I wish trailers flat out told me Aaron Sorkin (WestWing, Social Network, Few Good Men) wrote this movie. That to me is a bigger selling point than anything else. I’m being serious here. The man has done such great work his name means more to me than Brad Pitt or millions of dollars in special effects. I am getting ahead of myself though.
I went into more detail my feelings about sports movies in my Warrior review so I won’t really harp on it too much again right now. Suffice it to say, you don’t need to be a baseball fan in order to see Moneyball. True this is based on what some call a nerd book about fantasy baseball and outlines a historic moment in the game of baseball, but that is not the only thing in this movie. At the heart of the story it is an inspirational story about an underdog, about innovation, and about a personal story. The first two kind of go together in that Beane was essentially fighting the ‘old guard‘ who had their preconceived notion of how to build baseball teams and that there was no other possible way to do it. It took a lot of effort and, well, balls on the part of Beane to go all in with his plan. He was fighting with just about everyone’s philosophy on what baseball is and was putting his career on the line.

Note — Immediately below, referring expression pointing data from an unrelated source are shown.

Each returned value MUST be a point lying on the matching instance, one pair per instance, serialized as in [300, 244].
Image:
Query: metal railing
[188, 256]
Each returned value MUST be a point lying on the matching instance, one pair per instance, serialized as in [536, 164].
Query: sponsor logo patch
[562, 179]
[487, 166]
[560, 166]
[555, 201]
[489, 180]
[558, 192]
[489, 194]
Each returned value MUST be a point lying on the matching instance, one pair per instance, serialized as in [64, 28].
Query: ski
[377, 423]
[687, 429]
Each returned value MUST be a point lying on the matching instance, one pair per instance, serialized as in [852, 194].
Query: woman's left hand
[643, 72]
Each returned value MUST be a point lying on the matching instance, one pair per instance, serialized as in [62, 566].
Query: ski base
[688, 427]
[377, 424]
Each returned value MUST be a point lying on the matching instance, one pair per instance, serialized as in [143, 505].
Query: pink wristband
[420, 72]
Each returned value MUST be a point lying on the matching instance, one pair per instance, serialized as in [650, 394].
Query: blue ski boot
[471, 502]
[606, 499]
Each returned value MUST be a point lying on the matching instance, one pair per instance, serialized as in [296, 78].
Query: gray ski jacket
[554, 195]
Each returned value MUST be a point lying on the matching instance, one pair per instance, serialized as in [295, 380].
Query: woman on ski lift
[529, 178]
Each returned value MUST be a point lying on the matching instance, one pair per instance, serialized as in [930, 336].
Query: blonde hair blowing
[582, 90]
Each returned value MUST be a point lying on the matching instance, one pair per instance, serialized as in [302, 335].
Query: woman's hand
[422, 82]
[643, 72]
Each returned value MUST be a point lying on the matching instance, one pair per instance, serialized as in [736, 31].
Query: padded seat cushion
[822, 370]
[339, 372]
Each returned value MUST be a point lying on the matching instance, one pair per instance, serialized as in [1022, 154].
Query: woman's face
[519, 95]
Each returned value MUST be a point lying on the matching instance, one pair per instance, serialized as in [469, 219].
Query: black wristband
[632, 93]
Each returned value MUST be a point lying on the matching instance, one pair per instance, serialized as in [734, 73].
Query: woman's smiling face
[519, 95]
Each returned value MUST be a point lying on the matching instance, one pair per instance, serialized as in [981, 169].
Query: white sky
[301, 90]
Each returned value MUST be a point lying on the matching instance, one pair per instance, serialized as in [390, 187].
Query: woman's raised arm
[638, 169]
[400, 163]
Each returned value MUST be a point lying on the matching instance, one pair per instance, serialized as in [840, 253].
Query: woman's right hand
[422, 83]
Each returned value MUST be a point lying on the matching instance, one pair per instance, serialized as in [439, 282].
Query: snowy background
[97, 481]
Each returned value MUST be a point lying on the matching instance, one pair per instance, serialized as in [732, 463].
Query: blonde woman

This also rolls into the ending which I was discussing with friends after we finished seeing it. I guess I will warn spoilers although I don’t feel I’m spoiling anything with history. After all, do I need to say SPOILER ALERT: the Titanic sinks at the end of Titanic. We were discussing about how the ending does not slap any false sentimentality or try to manufacture some big win to end on a high note. Beane’s Athletic’s lose in the playoffs, and he is the first one to shit on the idea he broke some record or something because winning a ring matters. But this is tempered by the fact Beane really wins in the big picture. His way of doing business has changed the game and others have used the model successfully.
What really sells this movie are the writing, the characters, and the actors. Brad Pitt does a fantastic job as Beane as he has to do some rather difficult work. Watching the movie it seems like Beane is a charming guy but if you think about it, a lot of other actors could really screw it up. Beane is an emotional guy who is a cutthroat businessman and doesn’t care who he steps on in order to see things through. One scene (ANOTHER SPOILER ALERT) is when the manager won’t field the players he wants and Beane trades away all those players (all stars included) until the manager relents. In another actor’s hands, he could really be seen as a megolomaniacal dick but with Pitt and the writing it takes on a better tone. Even Jonah Hill, who I pretty much hate in any other movie, is fun in this movie too. This is due to the face he isn’t playing Jonah Hill and has a toned down performance. He and Pitt have great chemistry as they can throw subtle one liners at one another instead of Hill usually hamming it up.
But as alluded to earlier, my real love of this movie is with the writing. This movie is funnier than the majority of comedies out there today, which is even more embarassing since Moneyball isn’t a comedy. The dialog is so witty and charming and unlike say Diablo Cody or Kevin Smith, doesn’t call attention to itself. Everyone is their own unique character and they just feel like people you would want to hang out with instead of long monologues with pop culture references. I don’t know why I’m hatin on Smith or even Cody since I, for the most part, like their stuff. I guess it is to highlight how much Sorkin does it better.
I’ve read some reviews which bring up the fact this movie was originally to be directed by Steven Soderbergh. This is used as a negative to imply that with Soderbergh this would have been a classic. For that matter you might as well compare The Social Network (also penned by Sorkin) to compare since they have similarities in story. In a way I can see where they are coming from. There isn’t much in the way of flashy direction to spice things up and most of the scenes are talky scenes. There are also some…less than necessary stuff such as Beane’s relationship with his ex (played by Robin Wright). But that being said, I don’t see it as that big of a criticism. Director Miller knew what the strengths of this movie were which is the writing and the acting and he highlights those. Pitt and Hill are fun as hell as their characters and they deliver wonderful dialog and that is where the charm of the movie is. While he may have done a little more, I’m not really going to fault him for trying too hard and screwing up something already great. Moneyball is one of my favorites of this year so far and I recommend to baseball fans and not baseball fans alike.